In Scheune befanden sich Schweine - Tiere tot

In der betroffenen Scheune befanden sich zwei Schweine. Die Tiere haben den Brand nicht überlebt. Die Hühner konnten gerettet werden.

Update - 10.25 Uhr:

Bagger zieht Brandgut auseinander 

Eine ortsansässige Firma hat einen Bagger zur Verfügung gestellt. Damit kann das Brandgut auseinander gezogen werden.

Update - 11.55 Uhr: 

Kriminalpolizei eingetroffen

Die Kriminalpolizei hat noch während der Löscharbeiten vor Ort die Ermittlungen aufgenommen. 

Update der Polizeidirektion Chemnitz -13.10 Uhr:

Über die Chemnitzer Rettungsleitstelle wurde der Polizei am Freitagmorgen ein Scheunenbrand auf einem Hof im Kirchsteig bekannt. Bei Eintreffen der Beamten löschten Feuerwehrkräfte bereits eine brennende Scheune des Dreiseithofes. In der Folge konnte die Feuerwehr zwar ein Übergreifen der Flammen auf ein angrenzendes Wohnhaus, nicht jedoch auf eine zweite Scheune verhindern. Zum Zeitpunkt des Brandausbruches hatten sich zwei Bewohnerinnen (69, 93) im Wohnhaus aufgehalten. Eine Frau konnte sich selbstständig in Sicherheit bringen. Die zweite Frau musste durch Einsatzkräfte ins Freie gebracht werden. 

Wie oben im Text bereits erwähnt, wurden zwei Kameraden der Feuerwehr verletzt, berichtete der BLICK.de-Reporter vor Ort. Zwei Schweine wurden durch die Flammen getötet.

Update von 14.30 Uhr

Freund startet Spendenkampagne: "Jede Hilfe zählt"

Ein Freund der Familie, Jens Spitzer aus Schwarzenberg, hat noch am selben Tag eine Spendenaktion ins Leben gerufen, um beim Wiederaufbau zu helfen.

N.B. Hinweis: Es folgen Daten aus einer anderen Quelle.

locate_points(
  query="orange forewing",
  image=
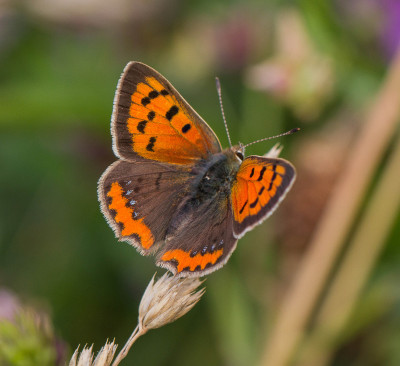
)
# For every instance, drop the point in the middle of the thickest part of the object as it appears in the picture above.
(260, 184)
(153, 121)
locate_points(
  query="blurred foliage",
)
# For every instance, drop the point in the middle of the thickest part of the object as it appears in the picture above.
(59, 65)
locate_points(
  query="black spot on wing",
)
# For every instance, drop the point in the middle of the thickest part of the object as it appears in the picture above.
(153, 94)
(264, 168)
(151, 143)
(141, 126)
(151, 115)
(254, 204)
(145, 101)
(241, 210)
(171, 112)
(186, 128)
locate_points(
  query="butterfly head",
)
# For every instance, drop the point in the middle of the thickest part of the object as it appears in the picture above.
(239, 151)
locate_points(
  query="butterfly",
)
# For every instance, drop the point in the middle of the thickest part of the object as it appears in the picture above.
(174, 192)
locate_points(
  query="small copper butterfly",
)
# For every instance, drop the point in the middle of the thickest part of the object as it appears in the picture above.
(174, 192)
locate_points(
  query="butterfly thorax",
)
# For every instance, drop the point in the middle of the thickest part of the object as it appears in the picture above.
(214, 177)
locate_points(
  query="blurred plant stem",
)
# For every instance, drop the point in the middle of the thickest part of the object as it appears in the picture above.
(356, 267)
(132, 339)
(336, 222)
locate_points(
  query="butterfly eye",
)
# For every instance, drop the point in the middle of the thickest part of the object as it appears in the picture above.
(240, 155)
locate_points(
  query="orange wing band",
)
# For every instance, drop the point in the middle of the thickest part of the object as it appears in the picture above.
(186, 261)
(124, 215)
(255, 185)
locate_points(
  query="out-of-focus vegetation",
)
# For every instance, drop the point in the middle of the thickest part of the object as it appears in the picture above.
(311, 64)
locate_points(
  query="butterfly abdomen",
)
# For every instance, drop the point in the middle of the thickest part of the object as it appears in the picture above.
(215, 178)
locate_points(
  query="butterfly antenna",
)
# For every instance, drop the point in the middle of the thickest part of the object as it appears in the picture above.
(274, 137)
(218, 84)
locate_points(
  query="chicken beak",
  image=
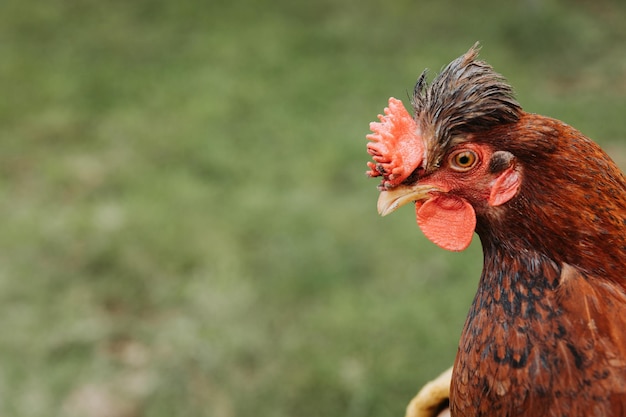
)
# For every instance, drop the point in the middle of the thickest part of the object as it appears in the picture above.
(391, 200)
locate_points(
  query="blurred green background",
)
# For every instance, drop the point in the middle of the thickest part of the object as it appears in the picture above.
(186, 227)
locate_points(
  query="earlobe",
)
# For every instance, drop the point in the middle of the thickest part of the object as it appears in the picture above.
(505, 187)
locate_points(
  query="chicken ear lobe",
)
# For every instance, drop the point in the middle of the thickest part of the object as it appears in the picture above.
(505, 187)
(447, 221)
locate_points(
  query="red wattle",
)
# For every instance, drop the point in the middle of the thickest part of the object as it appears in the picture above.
(447, 221)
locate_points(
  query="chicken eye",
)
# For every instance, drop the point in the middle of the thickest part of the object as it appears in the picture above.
(463, 160)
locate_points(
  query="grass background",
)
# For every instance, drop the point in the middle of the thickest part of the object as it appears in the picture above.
(186, 227)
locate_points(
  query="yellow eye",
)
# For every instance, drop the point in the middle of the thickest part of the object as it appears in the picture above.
(463, 160)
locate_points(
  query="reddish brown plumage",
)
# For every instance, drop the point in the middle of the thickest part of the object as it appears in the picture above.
(546, 333)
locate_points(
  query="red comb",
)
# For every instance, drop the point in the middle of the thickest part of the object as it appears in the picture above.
(396, 146)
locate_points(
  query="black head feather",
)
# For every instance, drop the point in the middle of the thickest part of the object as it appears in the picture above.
(467, 96)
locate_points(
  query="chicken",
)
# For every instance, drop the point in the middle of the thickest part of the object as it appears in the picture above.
(546, 332)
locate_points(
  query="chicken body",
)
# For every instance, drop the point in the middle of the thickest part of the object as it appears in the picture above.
(546, 333)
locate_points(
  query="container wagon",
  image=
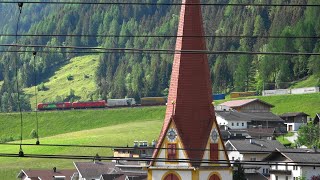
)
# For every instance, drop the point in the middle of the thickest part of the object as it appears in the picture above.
(54, 106)
(91, 104)
(152, 101)
(121, 102)
(218, 96)
(243, 94)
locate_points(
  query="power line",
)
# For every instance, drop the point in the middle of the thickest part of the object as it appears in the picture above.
(152, 148)
(221, 162)
(161, 36)
(36, 94)
(160, 51)
(162, 4)
(20, 6)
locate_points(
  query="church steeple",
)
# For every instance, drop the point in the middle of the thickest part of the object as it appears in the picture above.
(190, 122)
(190, 85)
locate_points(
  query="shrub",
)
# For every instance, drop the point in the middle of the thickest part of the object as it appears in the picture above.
(33, 134)
(41, 87)
(70, 77)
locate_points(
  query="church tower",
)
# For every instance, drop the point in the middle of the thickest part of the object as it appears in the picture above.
(189, 146)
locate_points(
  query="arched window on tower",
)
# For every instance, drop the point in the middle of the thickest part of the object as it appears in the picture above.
(172, 176)
(171, 151)
(214, 151)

Über die Plattform GoFundMe bittet er um Unterstützung für die betroffene Familie:

Hier der Link zum Spendenaufruf.

"Sie arbeiten täglich, um Tiere zu versorgen und Felder zu bewirtschaften. Ohne ihre Maschinen und Geräte stehen sie nun vor einer kaum vorstellbaren Herausforderung. Der Schaden ist enorm und wir bitten um ihre Mithilfe."

 

Update vom 10. November, 15.15 Uhr

Kein technischer Defekt an PV-Anlage - Ermittlungen dauern an

Nach dem verheerenden Scheunenbrand im Erzgebirge laufen die Ermittlungen der Chemnitzer Kriminalpolizei weiter auf Hochtouren. Wie die Polizei auf Anfrage mitteilte, sind die Untersuchungen zur Brandursache weiterhin nicht abgeschlossen. Brandursachenermittler waren bereits vor Ort im Einsatz.

Ein technischer Defekt an der auf dem Scheunendach installierten Photovoltaikanlage kann nach aktuellem Stand ausgeschlossen werden. Auch die in der Scheune abgestellten Fahrzeuge gelten nicht als brandursächlich, wie die Polizei erklärte.

"Die Ermittlungen durch die Chemnitzer Kriminalpolizei zur Brandursache sind - auch vor Ort - noch nicht abgeschlossen und dauern nach wie vor an. [...] Ein technischer Defekt der PV-Anlage sowie die abgestellten Fahrzeuge können nach bisherigem Kenntnisstand ausgeschlossen werden", so ein Sprecher der Polizei gegenüber unserer Redaktion.